HunterCoin the overall game sits within such a blockchain for a digital currency also called HunterCoin. The act of playing the overall game replaces the automated procedure for mining digital currency and for the very first time makes it a manual one and with no need for expensive hardware. Using strategy, time and teamwork, players go out onto a map searching for coins and on finding some and returning safely with their base (other teams are out there attempting to stop them and steal their coins) they can cash out their coins by depositing them to their own digital wallet, typically an app designed to make and receive digital payments. 10% of the worthiness of any coins deposited by players go to the miners maintaining HunterCoin’s blockchain and also a small percent of any coins lost whenever a player is killed and their coins dropped. While the game graphics are basic and significant rewards remember to accumulate HunterCoin is an experiment that might be viewed as the first video game with monetary reward built-in as a primary function.
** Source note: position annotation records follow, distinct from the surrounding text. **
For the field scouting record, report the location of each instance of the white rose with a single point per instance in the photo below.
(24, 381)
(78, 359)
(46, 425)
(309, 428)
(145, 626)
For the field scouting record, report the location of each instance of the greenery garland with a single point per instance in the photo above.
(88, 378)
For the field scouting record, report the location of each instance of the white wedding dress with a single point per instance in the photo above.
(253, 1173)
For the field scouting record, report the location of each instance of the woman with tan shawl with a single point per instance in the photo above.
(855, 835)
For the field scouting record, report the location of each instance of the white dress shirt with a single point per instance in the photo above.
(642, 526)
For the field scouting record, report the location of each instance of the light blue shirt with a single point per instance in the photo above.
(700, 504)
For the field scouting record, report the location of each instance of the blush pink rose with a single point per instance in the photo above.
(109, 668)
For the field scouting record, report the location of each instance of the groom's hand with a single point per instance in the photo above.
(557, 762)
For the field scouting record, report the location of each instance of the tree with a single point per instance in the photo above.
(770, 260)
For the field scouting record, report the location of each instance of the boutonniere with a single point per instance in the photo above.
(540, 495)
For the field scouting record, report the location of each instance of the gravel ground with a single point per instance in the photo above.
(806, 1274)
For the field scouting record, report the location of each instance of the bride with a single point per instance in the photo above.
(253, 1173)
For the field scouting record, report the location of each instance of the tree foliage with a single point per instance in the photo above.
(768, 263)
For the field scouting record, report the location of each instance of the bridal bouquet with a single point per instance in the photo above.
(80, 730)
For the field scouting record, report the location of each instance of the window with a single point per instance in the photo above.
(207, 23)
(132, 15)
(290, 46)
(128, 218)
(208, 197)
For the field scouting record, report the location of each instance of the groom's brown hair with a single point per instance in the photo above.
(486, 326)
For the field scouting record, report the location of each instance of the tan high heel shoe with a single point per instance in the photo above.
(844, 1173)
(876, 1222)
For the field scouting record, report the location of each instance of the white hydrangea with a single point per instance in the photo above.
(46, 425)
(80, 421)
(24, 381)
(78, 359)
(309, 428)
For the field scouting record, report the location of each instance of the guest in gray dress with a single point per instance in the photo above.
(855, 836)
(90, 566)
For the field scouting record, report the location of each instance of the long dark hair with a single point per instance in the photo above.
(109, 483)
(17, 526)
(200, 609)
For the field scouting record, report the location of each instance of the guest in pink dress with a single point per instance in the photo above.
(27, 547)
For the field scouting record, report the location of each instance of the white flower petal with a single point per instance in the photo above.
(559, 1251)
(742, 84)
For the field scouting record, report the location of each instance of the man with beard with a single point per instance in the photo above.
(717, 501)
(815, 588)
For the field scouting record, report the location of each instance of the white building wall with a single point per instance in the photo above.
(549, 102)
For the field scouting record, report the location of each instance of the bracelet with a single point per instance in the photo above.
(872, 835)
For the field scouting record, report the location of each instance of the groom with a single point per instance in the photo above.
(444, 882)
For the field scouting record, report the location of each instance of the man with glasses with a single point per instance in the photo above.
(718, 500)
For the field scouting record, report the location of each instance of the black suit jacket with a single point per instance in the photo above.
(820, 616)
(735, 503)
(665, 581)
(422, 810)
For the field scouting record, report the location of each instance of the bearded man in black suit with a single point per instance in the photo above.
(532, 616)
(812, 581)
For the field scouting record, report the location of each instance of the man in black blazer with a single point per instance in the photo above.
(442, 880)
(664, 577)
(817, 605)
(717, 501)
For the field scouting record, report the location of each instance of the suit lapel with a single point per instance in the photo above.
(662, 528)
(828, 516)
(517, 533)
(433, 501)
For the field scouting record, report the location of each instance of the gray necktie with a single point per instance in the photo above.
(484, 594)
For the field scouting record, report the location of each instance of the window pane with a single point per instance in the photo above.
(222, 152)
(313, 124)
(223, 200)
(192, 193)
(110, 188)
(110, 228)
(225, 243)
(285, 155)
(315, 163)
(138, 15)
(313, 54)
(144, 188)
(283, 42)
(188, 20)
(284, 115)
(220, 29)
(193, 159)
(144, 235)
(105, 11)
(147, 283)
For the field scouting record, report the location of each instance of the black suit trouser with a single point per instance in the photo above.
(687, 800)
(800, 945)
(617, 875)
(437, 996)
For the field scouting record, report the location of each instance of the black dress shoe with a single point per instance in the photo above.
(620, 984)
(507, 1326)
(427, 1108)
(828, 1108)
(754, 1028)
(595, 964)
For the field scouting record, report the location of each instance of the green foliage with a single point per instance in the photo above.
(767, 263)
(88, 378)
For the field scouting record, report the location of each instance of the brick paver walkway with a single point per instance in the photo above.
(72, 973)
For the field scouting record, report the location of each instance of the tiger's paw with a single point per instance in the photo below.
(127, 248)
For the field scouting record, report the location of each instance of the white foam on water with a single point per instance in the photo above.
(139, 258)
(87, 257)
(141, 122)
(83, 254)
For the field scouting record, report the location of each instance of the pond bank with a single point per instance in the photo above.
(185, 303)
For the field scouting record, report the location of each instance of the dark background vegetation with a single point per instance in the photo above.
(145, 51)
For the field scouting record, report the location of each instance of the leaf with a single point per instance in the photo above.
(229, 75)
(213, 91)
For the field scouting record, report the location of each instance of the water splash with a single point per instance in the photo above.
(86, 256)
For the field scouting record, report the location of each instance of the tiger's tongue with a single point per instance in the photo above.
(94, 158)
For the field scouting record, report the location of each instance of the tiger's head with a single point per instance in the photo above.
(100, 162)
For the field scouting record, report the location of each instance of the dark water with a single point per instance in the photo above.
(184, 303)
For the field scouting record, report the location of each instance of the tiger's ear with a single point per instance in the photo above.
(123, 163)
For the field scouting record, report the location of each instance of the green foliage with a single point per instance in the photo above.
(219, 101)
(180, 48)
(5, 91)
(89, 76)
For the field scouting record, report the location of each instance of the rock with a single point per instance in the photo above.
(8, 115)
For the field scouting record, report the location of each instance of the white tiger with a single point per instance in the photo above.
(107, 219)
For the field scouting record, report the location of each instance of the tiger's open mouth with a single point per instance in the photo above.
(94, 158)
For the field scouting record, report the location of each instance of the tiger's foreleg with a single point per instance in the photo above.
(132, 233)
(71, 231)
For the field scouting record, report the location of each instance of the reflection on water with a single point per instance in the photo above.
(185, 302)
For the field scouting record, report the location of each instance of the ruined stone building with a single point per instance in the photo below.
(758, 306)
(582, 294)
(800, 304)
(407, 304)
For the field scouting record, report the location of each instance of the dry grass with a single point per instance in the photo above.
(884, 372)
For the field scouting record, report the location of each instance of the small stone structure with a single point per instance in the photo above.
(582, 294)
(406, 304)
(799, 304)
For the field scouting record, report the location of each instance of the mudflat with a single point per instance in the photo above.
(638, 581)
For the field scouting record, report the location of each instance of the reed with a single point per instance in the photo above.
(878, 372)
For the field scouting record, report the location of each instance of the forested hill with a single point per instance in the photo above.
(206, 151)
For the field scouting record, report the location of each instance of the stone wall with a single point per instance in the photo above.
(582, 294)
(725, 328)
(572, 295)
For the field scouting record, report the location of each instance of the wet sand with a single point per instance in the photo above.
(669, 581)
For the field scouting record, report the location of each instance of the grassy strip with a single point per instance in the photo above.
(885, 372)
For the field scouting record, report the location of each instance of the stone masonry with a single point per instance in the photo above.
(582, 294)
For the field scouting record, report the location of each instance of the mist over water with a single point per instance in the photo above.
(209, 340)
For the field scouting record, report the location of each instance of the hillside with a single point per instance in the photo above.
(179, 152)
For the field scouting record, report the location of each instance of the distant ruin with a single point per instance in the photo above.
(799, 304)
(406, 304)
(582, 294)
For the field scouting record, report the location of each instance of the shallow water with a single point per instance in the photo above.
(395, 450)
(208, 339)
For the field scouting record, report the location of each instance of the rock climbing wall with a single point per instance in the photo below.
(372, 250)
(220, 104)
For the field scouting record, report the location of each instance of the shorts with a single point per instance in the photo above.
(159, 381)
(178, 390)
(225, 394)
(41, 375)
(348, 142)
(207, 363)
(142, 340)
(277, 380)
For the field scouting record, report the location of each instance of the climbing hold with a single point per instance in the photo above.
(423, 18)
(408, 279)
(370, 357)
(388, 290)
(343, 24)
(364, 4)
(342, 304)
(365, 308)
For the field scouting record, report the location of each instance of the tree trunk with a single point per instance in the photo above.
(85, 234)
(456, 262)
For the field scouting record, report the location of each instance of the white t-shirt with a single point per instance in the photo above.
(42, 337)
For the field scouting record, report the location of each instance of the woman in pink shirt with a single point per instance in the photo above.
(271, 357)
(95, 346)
Though still in development VoidSpace is a more polished approach towards gaming in a functioning economy. A Massively Multiplayer Online Roleplaying Game (MMORPG), VoidSpace is defined in space where players explore an ever-growing universe, mining natural resources such as for example asteroids and trading them for goods with other players with the goal of building their own galactic empire. Players will undoubtedly be rewarded for mining in DogeCoin, a far more established type of digital currency which is currently used widely for micro-payments on various social media marketing sites. DogeCoin will also be currency of in-game trade between players and the methods to make in-game purchases. Like HunterCoin, DogeCoin is really a legitimate and fully functioning digital currency and like HunterCoin it is usually traded for both digital and real fiat currencies on exchanges like Poloniex.

The future of video gaming?

Though it is start with regard to quality the release of HunterCoin and VoidSpace is an interesting indication of what may be the next evolution for games. MMORPG’s are being considered as methods to model the outbreak of epidemics due to how player’s reactions to an unintended plague mirrored recorded hard-to-model areas of human behaviour to real life outbreaks. It could be surmised that eventually in-game virtual economies could be used as models to check economic theories and develop responses to massive failures predicated on observations of how players use digital currency with real value. It is also a good test for the functionality and potential applications of digital currencies that have the promise of moving beyond mere vehicles of exchange and into exciting areas of personal digitial ownership for instance. In the mean time, players now have the means to translate hours before a screen into digital currency and then dollars, sterling, euros or yen.

But before you quit your day job…

… it’s worth mentioning current exchange rates. It’s estimated that a player could comfortably recoup their initial registration fee of just one 1.005 HunterCoin (HUC) for joining HunterCoin the overall game in 1 day’s play. Currently HUC cannot be exchanged directly to USD, one must convert it into a more established digital currency like Bitcoin. During writing the exchange rate of HUC to Bitcoin (BC) is 0.00001900 while the exchange rate of BC to USD is $384.24. 1 HUC traded to BC and then to USD, before any transaction fees were taken into consideration would mean… $0.01 USD. This is not to say that as a player becomes more adept that they could not grow their team of virtual CoinHunters and maybe employ a few ‘bot’ programmes that would automatically play the game under the guise of another player and earn coins for them as well but I believe it’s safe to state that right now even efforts such as this might only realistically bring about enough change for an everyday McDonalds. Unless players are prepared to submit to intrusive in-game advertising, share personal data or join a casino game such as CoinHunter that is built on the Bitcoin blockchain it is improbable that rewards are ever likely to be more than micro-payments for the casual gamer. And maybe this is a positive thing, because surely if you receives a commission for something it stops being truly a game any more?